Low Steppa - Inside The Track 'Listen Up'
Low Steppa needs little introduction. Since the early years of this millennium he’s been producing some of the finest bass music around under various guises, whilst touring the globe and rocking some of the world’s best parties – from EDC in Los Angeles to Womb in Tokyo.
His own imprint Simma Black Records is going from strength to strength, with Simma Black releases becoming a staple in many a DJs crate. And with his own Simma parties packing clubbers in, Low Steppa certainly is a busy guy!
With his latest release ‘’ via riding high on both the & We sat down with to get an indepth look ‘Inside The Track’ and more with this Exclusive interview.
1) Congratulations on the current success of ‘Listen Up’ from your EP via Grant Nelson’s Freeze Dried label. It’s certainly hitting a nerve with fans on Traxsource as its currently riding high on both our House and overall Top100 download charts right now.
Yeah I’m really happy with the release. Having the EP come out on Grant’s Freeze Dried label is a big thing for me as I’ve followed his music for years. This along with the way it’s selling is really exciting for me and it looks like a great start to the Low Steppa project. People seem to be digging the sound I’ve got going on and although there is a lot of this kind of vibe at the moment, I still feel like I’m kind of doing my own thing too so that feels really good as well.
2) Tell us more about “Listen Up”. What was the main inspiration behind it and what prompted the musical direction?
I made ‘Listen Up’ a while back and I basically sat down wanting to make something
on a Garage vibe with organs and a big bass line. I’ve always been into the Garage from around 97 and also lots of soulful, deep house like Jon Cutler, Richard Earnshaw, Grant Nelson, Spirit Catcher, Jimpster etc. I wanted to try and fuse all that love into a track and ‘Listen Up’ was how that ended up. I make tracks for the dance floor so when I was making that track this is what I was thinking about, how it would work the floor. I was a DJ before I started to produce so I make tracks in a way that suits my style of DJing and what I think DJs and the people on the dance floor will enjoy. I think my sound sits between certain genres or styles but hopefully this is a good thing.
3) Production wise, what is it about “Listen Up” that makes it work?
As with a lot of my tracks I do try to give them an old school feel, as that’s what I think appeals to people with the Low Steppa stuff. The track was meant to sound rough and ready and kind of gritty. I think the breakdown down and build works due to the snare roll and how the vocal comes in before the bass and drums kick back in, I think this makes it fun to play. It’s a simple track but sometimes more often than not that works. The bass line is really simple but the groove of the drums carries it along. I don’t do much to my bass lines, some widening which I do within Massive and some EQ usually with the channel strip EQ and a little bit of compression maybe.
4) What is the one machine, program, sound, drum machine, technique that characterizes the signature Low Steppa sound?

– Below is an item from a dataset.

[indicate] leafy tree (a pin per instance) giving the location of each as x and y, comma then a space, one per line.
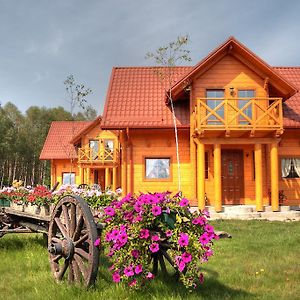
168, 57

I think there are a couple, I think the swing in my beats and the way I program them is recognizable and this particular track has the classic Low Steppa Bass vibe that a lot of my tracks have. I love making beats and dropping in the extra snares and hats to add that groove. I like the high strings, layering the organ with bass and opening certain notes in the bass synth to expand the sound and automate some delay or reverb with this too. I love to throw in record noise or crackle as well, not sure why really I guess I just don’t want things to sound too clean.
5) What is the one piece of kit that Low Steppa simply cannot do without?
Well in terms of a sequencer its Cubase, I’ve used this for years now and its what I know and enjoy. Massive though is what I use a lot for a synth, am use to it, love the sound and I enjoy making new patches for it. I like to use equipment a lot and know them well, some people use different synths all the time but I like sticking to things and learn new techniques within a program or plug in. I think I get more done this way and the creativity flows better. I use Kontakt a lot for stabs and sometimes for bass samples or vocals. I love my Adam Sub8 to check the low end is not too much or too little. Getting the sub bass right can be really tricky so its important to be able to hear it well. I also check my tracks on Beyerdynamic headphones and I really rate the 880s. Maybe the most important thing is to drink lots of tea and coffee too and take regular breaks so you don’t go insane!
6) Any advice for your fans on how to make it in today’s fast paced game?
It’s important to show respect and be real, make an effort and talk to people in the right way. There are so many negative and rude people in this game now. Work hard too and don’t try and rush things. Learn a bit about where the music comes from and get out there and meet people and make music that you love. I’ve been in places before making music that I wasn’t sure I vibed off but I love what I do now and cannot wait to get back in the studio every morning, am always excited to be making music. I also think these days you have to come with a certain amount of quantity too because music comes and goes so quick, every week a whole new bunch of tracks hit the stores and with so much music nowadays its harder than ever to stand out so regular releases are important.